Le " logement social" sert , pour une part à ça , comme le parc immobilier ( pas toujours " social" ) de l'Etat , des communes et de certains " institutionnels " ( assurances ...) .
Mais il faut que ça soit " discret " ; attention au Canard enchaîné ,,,.
Écrit par : ...Ravachol .... | 28/01/2017
Le logement " social" ; HLM : Habitation à Loyer Militant ...
Mais il y a HLM et HLM ...
Écrit par : ...Léo .... | 28/01/2017
Quand une personnalité politique est pincée dans une affaire d'emplois fictifs ou de connivence excessive , elle soutient volontiers qu'il n'y a pas eu d' " enrichissement personnel"

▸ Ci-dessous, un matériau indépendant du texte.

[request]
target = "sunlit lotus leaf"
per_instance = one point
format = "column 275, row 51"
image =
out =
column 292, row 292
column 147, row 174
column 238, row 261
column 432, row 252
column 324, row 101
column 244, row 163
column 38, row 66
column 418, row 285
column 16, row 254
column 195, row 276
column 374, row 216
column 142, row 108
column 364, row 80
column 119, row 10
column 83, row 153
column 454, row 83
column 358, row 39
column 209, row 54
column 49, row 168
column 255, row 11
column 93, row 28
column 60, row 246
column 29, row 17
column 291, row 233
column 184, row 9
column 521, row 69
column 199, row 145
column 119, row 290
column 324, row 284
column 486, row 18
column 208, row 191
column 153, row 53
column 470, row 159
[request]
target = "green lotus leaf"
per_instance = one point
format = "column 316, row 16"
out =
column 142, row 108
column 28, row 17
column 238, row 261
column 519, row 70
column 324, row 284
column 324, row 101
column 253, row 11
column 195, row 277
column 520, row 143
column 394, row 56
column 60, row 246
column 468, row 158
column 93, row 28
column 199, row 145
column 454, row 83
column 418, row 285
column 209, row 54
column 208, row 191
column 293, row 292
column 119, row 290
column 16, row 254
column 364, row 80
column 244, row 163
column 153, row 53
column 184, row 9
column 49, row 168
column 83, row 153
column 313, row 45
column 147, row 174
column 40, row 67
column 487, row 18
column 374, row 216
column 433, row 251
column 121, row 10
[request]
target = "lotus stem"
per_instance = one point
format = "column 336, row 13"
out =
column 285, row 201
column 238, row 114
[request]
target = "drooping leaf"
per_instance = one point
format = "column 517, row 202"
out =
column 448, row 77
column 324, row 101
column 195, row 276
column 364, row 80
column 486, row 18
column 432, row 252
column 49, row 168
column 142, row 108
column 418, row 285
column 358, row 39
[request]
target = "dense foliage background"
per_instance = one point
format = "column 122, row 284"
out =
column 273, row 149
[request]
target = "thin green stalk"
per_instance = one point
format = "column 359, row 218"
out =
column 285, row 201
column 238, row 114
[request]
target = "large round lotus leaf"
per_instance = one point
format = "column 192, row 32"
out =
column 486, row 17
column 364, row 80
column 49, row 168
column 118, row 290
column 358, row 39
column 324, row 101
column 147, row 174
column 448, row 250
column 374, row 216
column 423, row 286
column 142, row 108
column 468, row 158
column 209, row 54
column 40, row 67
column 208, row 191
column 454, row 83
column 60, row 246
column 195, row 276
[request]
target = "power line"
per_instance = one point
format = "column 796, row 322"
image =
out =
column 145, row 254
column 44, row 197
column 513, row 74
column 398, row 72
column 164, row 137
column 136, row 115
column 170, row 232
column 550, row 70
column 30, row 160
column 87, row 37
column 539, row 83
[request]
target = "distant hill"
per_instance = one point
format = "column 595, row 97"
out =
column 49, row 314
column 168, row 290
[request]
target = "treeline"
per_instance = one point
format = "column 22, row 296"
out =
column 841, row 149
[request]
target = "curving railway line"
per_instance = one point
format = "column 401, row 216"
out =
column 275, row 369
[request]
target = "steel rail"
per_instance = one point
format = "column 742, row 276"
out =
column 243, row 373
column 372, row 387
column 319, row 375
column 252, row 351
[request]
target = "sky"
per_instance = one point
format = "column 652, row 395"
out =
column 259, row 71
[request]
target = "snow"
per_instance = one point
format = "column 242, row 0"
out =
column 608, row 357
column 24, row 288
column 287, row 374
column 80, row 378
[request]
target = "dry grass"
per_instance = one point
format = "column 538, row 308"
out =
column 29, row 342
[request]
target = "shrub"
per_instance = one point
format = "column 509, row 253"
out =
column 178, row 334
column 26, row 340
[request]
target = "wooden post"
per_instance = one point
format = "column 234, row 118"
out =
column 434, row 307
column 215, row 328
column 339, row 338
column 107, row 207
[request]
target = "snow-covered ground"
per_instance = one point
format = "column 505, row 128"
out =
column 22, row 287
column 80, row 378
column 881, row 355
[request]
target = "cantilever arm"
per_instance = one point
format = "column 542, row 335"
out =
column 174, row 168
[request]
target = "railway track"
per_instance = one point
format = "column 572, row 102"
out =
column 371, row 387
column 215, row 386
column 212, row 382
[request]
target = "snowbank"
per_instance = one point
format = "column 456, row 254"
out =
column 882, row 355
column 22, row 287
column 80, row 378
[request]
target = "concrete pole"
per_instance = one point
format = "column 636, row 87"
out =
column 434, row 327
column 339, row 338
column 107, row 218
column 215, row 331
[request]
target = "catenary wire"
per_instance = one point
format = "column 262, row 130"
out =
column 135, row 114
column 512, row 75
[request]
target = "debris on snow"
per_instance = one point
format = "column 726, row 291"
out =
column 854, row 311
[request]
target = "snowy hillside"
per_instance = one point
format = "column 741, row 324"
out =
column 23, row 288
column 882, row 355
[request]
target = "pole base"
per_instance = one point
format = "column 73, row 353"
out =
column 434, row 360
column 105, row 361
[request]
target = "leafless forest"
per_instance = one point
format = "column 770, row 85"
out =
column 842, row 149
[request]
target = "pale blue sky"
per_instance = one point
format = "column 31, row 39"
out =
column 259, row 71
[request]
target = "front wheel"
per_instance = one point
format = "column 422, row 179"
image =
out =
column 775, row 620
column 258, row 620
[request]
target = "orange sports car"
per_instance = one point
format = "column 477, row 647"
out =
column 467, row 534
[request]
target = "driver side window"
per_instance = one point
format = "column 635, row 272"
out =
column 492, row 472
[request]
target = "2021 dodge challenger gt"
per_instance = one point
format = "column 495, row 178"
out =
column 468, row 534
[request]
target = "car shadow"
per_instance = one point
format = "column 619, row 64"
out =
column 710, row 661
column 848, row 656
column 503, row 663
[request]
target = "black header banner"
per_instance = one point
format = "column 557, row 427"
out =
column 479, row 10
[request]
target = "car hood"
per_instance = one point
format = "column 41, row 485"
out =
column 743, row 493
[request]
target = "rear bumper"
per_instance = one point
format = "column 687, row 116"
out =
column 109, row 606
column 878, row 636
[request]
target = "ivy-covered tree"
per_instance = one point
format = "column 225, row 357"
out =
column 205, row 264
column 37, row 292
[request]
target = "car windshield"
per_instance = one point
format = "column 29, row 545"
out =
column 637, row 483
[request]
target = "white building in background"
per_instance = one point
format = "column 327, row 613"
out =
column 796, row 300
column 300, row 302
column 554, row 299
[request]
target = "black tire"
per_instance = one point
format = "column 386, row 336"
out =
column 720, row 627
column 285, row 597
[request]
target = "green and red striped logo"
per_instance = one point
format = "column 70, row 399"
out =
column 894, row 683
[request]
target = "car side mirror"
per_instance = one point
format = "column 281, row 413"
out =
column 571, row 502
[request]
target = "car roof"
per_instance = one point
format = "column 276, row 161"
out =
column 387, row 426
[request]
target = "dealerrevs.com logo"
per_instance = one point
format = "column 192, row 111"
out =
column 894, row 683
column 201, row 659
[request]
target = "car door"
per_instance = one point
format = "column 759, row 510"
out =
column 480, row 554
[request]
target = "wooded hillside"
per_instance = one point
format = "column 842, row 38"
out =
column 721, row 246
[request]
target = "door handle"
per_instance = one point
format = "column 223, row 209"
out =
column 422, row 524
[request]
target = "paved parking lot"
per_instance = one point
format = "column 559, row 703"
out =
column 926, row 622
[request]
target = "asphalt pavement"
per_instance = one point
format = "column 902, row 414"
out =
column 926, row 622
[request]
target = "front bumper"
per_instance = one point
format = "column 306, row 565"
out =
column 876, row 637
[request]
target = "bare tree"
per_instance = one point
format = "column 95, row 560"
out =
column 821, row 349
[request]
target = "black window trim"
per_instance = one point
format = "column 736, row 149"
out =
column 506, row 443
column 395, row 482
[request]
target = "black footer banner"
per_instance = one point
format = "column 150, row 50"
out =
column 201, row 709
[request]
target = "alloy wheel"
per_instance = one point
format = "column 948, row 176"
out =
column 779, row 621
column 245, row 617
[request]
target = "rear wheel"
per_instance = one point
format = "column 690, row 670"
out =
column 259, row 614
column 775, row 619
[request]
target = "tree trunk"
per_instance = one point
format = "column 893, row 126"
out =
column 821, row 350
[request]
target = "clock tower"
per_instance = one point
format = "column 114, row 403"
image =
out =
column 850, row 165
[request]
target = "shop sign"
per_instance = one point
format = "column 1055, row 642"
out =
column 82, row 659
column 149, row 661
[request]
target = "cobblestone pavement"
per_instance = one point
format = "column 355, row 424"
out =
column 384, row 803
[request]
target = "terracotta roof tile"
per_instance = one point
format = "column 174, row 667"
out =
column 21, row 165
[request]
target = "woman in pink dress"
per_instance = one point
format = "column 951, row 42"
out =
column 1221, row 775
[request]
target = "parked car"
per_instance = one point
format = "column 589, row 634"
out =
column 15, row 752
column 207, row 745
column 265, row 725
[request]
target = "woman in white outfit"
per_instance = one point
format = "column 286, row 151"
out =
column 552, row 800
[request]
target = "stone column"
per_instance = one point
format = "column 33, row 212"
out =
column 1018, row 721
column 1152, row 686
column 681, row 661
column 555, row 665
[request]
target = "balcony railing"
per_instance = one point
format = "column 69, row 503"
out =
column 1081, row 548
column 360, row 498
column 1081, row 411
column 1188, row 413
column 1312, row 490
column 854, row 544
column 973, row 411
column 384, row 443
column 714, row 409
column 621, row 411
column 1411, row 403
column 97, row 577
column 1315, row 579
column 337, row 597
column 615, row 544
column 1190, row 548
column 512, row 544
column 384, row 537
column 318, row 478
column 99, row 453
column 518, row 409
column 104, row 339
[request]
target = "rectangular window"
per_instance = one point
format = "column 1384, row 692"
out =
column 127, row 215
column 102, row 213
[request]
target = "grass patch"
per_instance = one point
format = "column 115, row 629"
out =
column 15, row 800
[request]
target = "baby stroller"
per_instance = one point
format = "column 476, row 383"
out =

Argument souvent non recevable : elle a vécu sur la bête
( ex : voyages , bouffe ) ce qui lui a permis de réaliser de substantielles économies
Écrit par : ...Brutus... | 28/01/2017
" connivence excessive " écrit Brutus ; en France , il y a plus de connivence que de corruption caractérisée ; nous sommes les champions du piston , appelé " intervention" dans les cabinets des ministres , des préfets et des maires .
Un coup de piston , aussi modeste soit-il , n'est jamais gratuit .
Écrit par : ...JC Jaurras .... | 28/01/2017
Un intégriste de la vertu : au cours d'un pot ministériel où l'on servait du champagne , un fonctionnaire bien connu de moi , demanda " qui paye ?" ; réponse : "une association amie du ministère " ; il a bu sa coupe , sans faire de scandale , et dès le lendemain , il en a réglé le prix par chèque adressé à l'association .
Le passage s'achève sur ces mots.